You didn't pause your queue, you put someone ahead of you. Pausing your queue would be while you're at the very front of the line but forget to pick something up, and so you tell the clerk you'll be right back but then end up taking several minutes wasting everyone's time, that's pausing your queue. WoW lets you pause your queue in the case of a disconnection, but if you logged back in and the queue had popped while you were logged off, it would kick you from the queue and find someone else.
No, that would be pausing the entire queue. I am not going to discuss this any further it is such an easy concept I can't believe someone even had to explain it. I can't type from the embarassment.
Plenty.Quote:
What content are you doing that takes "hours" to queue for?
If I queue up for something, but suddenly need to feed my cat, I shouldn't be kicked from the system when I don't confirm, right? My cat's ability to enjoy her kitty snacks is far more important than any of you, and you know it. :P Seriously no, I tell her to wait until I'm done. (Which she does with a great deal of complaining and whining)
This is my first MMO but that sounds like a brilliant queuing system, thanks for putting such a well thought out post and explaining the details of how such a system would work. I'm still not sure how it would work in ffxiv since there's a lot of underlying systems in place but I can appreciate how it works in WoW after seeing this
Such as? Vote dismiss while loot was up, which could be done for 5 whole weeks?
"Someone might be able to slightly abuse the system for a few weeks" is a poor reason not to implement a QoL change. Every patch has had bugs, does that mean they shouldn't have ever bothered to release them?
It would be a QoL adjustment not just for the people that use it, but also for those that don't by reducing the amount of "One or more party members timed out, please wait a few more minutes" messages.
HAHAHAHAHAH
OHOHOHOHOHO
OMG!
This is the OF, the fault ALWAYS lies with the player. Get out of here with good ideas that make sense. We simply accept things as they are and wait for all the ff fan pretenders to quit. Pfft, please make sure you understand these things before bringing your practical and decent idea to the forums.

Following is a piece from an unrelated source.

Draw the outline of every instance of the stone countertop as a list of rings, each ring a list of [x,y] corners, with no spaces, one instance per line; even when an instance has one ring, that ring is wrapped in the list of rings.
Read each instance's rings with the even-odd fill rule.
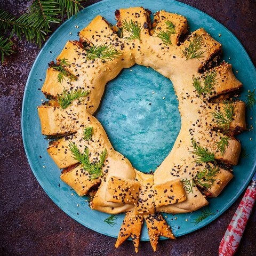
[[[86,6],[97,1],[87,1]],[[244,46],[256,63],[254,0],[182,0],[223,24]],[[134,1],[134,4],[135,2]],[[20,15],[27,1],[0,0],[0,7]],[[78,223],[47,196],[33,174],[24,151],[21,111],[26,82],[39,49],[25,40],[17,42],[15,54],[0,66],[0,255],[131,255],[131,242],[118,249],[115,238]],[[154,253],[149,242],[141,242],[140,255],[216,255],[221,238],[241,197],[210,225],[177,241],[161,241]],[[256,255],[254,207],[237,255]]]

See? This guy gets it. Don't change anything ever if there is a possibility that a chance exists for a problem to occur... maybe.
We need more of these type of people calling the shots around here.
OMG, thank you. It was driving me up a wall watching so many people not understanding how a queue pause could work. I was afraid I was going to have to write a long post explaining how queue pausing DOES work, but you managed it much more eloquently than I could have.
This is how queue pausing is done. It has no noticeable detrimental effects and is beneficial to those who are in long queues and need to step away from the PC for a moment. It is a thing, it has been done before, and it can be done here.
When I queue for pvp, I can literally have a nap, and use the "pop" sound to wake me up..
Needless to say, my naps end up being extremely long.
No. If there are enough other people in the queue, they'd be matched with each other and start while you're gone. You'd be matched with someone else after you return. (If there's not enough other people to form a group without you, then yes they'd have to wait, but they would anyway if you withdrew or failed to commence.)
A pause in your queuing is a temporary withdrawal that saves your priority for a couple minutes so you can return where you left off. Until your return, the system acts just as though you'd withdrawn, matching other players with whoever is still available. After you return, it acts as though you'd never left, matching you and everyone left with a priority based on when you'd first queued.
(Or perhaps they deduct the time you're away from your priority. For instance, if you queue at noon, then at 1pm leave for 5 minutes and come back, it could then set your priority as though you'd queued at 12:05. But the point is that it would not drop your priority all the way back to a 1:05 queuing time, like withdrawing and queuing again would do.)
How hard is it to use the toilet before queuing up?